Investing.com — Shares of Ageas (EBR:) jumped on Wednesday after the company reported its first-half results and announced a €200 million share buyback program.
At 5:03 am (0903 GMT), Ageas was trading 5.8% higher at €47.06.
Ageas’s first-half results results exceeded market expectations, with a net operating result of €1.2 billion, surpassing consensus by 7% and exceeding JP Morgan’s estimates by 12%.
Europe led the way and delivered a 20% beat versus consensus with top-line growth of 35%, thanks to strong contributions from the UK and Turkey.
The UK non-life insurance segment alone reported a remarkable 49% year-on-year growth, fueled by both rate increases and volume growth.
In contrast, Belgium experienced a slight miss, falling 5% short of expectations due to a higher expense ratio, although capital gains provided a positive offset.
Meanwhile, Asia’s results were in line with expectations, buoyed by €41 million in capital gains and strong performance in life insurance.
Capital gains for the period totaled €75 million, aligning with consensus but 20% ahead of JP Morgan’s expectations, driven by significant gains in Asia and helping to mitigate a one-off tax issue in China.
The solvency ratio stood at a strong 219%, exceeding consensus by 5 percentage points and JP Morgan’s estimate by 9 percentage points, primarily due to favorable model changes and robust operating capital generation.
Ageas also announced a €200 million share buyback program, set to run from September 16, 2024, to July 31, 2025. “But we believe widely expected by consensus due to the repayment of an internal loan to the Belgian subsidiary offset by investment in Taiping Pension in Asia,” said analysts at J.P. Morgan in a note.
Despite the buyback, Ageas chose to maintain its interim dividend per share (DPS) at €1.50, which was 8% lower than expected.

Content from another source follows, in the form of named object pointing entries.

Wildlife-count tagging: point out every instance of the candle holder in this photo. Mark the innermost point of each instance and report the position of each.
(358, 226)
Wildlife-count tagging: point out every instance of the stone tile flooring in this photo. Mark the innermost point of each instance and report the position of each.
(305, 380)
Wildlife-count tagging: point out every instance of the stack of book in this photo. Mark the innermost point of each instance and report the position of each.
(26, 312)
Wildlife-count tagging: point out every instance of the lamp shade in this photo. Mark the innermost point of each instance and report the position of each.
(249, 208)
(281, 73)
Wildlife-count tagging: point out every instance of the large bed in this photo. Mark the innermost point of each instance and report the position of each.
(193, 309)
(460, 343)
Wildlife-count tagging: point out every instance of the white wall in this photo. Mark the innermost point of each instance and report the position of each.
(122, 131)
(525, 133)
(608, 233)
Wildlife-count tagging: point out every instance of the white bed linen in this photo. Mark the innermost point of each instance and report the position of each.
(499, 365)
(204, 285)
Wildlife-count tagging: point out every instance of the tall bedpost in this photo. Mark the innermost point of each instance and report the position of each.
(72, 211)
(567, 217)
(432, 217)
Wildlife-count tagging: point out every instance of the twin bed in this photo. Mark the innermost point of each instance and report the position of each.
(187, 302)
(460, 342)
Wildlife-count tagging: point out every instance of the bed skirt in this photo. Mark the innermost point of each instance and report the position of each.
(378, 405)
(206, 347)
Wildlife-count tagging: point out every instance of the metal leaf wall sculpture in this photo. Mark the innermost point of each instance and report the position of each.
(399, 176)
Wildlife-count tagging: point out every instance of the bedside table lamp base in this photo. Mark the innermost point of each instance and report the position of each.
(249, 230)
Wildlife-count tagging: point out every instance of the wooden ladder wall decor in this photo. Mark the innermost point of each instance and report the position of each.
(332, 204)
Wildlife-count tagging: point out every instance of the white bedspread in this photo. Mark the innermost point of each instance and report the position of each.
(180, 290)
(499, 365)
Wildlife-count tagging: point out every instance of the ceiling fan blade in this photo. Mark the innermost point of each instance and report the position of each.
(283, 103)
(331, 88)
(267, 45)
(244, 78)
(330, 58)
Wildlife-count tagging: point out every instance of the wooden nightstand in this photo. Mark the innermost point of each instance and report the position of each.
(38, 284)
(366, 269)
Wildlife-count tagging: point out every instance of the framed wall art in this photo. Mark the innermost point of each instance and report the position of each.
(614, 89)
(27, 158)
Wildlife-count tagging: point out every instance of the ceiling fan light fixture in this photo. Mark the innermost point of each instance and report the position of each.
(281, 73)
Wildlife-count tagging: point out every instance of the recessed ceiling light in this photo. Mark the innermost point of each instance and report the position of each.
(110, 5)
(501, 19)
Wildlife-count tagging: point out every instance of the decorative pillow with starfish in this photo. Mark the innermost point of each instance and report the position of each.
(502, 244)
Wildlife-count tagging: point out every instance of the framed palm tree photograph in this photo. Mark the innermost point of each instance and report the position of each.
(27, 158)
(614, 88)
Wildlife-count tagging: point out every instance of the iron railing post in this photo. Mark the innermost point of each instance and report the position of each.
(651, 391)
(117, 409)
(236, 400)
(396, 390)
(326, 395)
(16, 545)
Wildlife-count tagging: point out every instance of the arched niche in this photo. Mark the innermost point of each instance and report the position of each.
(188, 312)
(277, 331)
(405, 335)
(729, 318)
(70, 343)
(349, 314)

Ageas has updated its full-year 2024 guidance to a net operating result of €1.2-1.25 billion, an increase from the previous guidance of more than €1.2 billion.
The company has also revised its cash upstream target to exceed €800 million, up from €750-800 million. Ageas’s Impact24 ambition includes a cumulative holding free cash flow target of €1.7-2.1 billion and a progressive DPS with a cumulative amount of €1.5-1.8 billion, reflecting a 6-10% CAGR. The company is expected to unveil its new strategic plan at the Capital Markets Day (CMD) on September 23, 2024, which will provide further insights into its future direction.
UBS noted that while the solvency ratio has improved and guidance has been updated, the combined ratio was slightly weaker than anticipated, and earnings in Belgium were lower than expected.
JP Morgan, while acknowledging the strong first-half results and the share buyback, maintains an “underweight” rating on Ageas.
The brokerage flags that despite the company’s attractive valuation relative to its Comprehensive Book Value, there are concerns about the low cash flow yield and the minority stakes in Asian joint ventures.